First, we will choose the ranks. To do so, we will first solve a simpler problem, namely arranging nine blue and five green balls so that no two green balls are consecutive.

Line up nine blue balls in a row. This creates ten spaces, seven between consecutive blue balls and two at the ends of the row. $$\square b \square b \square b \square b \square b \square b \square b \square b \square b \square$$ Choose five of these nine spaces for the green balls, which can be done in $\binom{10}{5}$ ways. Label the balls from left to right by $$A, 2, 3, 4, 5, 6, 7, 8, 9, 10, J, Q, K, A$$ The labels on the green balls represent the selected ranks.

However, we cannot count an Ace as both the lowest and highest card. Such configurations would have three green balls among the eight spaces between successive blue balls, so there are $$\binom{9}{3}$$ impermissible ways to select the ranks so that no two of them are consecutive, giving $$\binom{10}{5} - \binom{8}{3}$$ ways to select the ranks of the five cards so that no two of them are consecutive.

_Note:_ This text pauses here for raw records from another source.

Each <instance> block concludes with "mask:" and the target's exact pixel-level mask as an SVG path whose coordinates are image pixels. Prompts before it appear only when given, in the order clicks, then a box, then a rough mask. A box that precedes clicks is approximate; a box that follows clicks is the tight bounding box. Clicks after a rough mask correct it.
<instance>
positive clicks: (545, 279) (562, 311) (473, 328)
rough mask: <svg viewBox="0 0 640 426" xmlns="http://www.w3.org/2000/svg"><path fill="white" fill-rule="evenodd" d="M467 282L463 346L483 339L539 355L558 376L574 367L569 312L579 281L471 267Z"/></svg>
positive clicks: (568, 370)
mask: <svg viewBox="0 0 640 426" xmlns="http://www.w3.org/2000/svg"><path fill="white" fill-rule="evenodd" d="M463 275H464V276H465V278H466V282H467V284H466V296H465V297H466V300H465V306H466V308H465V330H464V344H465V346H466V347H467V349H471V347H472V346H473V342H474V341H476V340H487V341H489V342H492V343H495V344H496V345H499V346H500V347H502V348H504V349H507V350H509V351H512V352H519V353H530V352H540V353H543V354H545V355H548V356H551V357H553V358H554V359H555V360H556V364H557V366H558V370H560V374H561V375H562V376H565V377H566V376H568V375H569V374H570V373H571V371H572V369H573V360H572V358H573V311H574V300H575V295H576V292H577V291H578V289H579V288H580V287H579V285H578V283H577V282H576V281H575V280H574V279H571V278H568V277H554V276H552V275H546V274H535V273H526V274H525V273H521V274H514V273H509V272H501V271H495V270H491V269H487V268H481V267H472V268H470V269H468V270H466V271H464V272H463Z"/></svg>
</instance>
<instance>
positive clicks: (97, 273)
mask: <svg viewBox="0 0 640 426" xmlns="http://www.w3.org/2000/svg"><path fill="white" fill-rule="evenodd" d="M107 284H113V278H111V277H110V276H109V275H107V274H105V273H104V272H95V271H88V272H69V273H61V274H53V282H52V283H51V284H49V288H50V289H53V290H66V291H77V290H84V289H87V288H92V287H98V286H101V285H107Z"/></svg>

For each rank, there are four possible suits. Hence, the probability that at least two cards are of the same rank is \begin{align*} \Pr(\text{at least two consecutive ranks}) & = 1 - \Pr(\text{no consecutive ranks})\\ & = 1 - \frac{\left[\dbinom{10}{5} - \dbinom{8}{3}\right]4^5}{\dbinom{52}{5}} \end{align*}

At least two cards of consecutive ranks which are of the same suit: You correctly calculated the result for two cards.

For three cards, there are still $13$ ways to choose the lowest rank and four ways to choose the suit. There are $50$ ways to choose a third card. However, multiplying these numbers counts each hand with three consecutive cards of the same suit twice, once for each pair of consecutive cards of the same suit. There are $12$ ways to choose the lowest rank of three consecutive cards and they must be of the same suit as above. Hence, the number of three-card hands with at least two consecutive cards of the same suit is $$\binom{13}{1}\binom{4}{1}\binom{50}{1} - \binom{12}{1}\binom{4}{1} = \binom{4}{1}\left[\binom{13}{1}\binom{50}{1} - \binom{12}{1}\right]$$

For four cards, there are numerous cases:

• exactly two cards with consecutive ranks of the same suit
• exactly three cards with consecutive ranks of the same suit
• two disjoint pairs of two cards with consecutive ranks of the same suit*
• four cards of consecutive ranks of the same suit

*Note that it is possible for the pairs to have the same ranks ($5\clubsuit, 6\clubsuit, \color{red}{5\diamondsuit}, \color{red}{6\diamondsuit}$), have the same suit ($7\spadesuit, 8\spadesuit, J\spadesuit, Q\spadesuit$), or neither ($\color{red}{9\heartsuit}, \color{red}{10\heartsuit}, A\spadesuit, 2\spadesuit$).

This problem becomes increasingly complicated as the number of cards increases. Finding the complementary probability is also tricky since we have to eliminate all hands in which no two cards are of consecutive ranks and all hands in which cards with consecutive ranks are of different suits. We did the first task above. As the number of cards increases, eliminating the cases in which cards with consecutive ranks are of different suits also becomes complicated.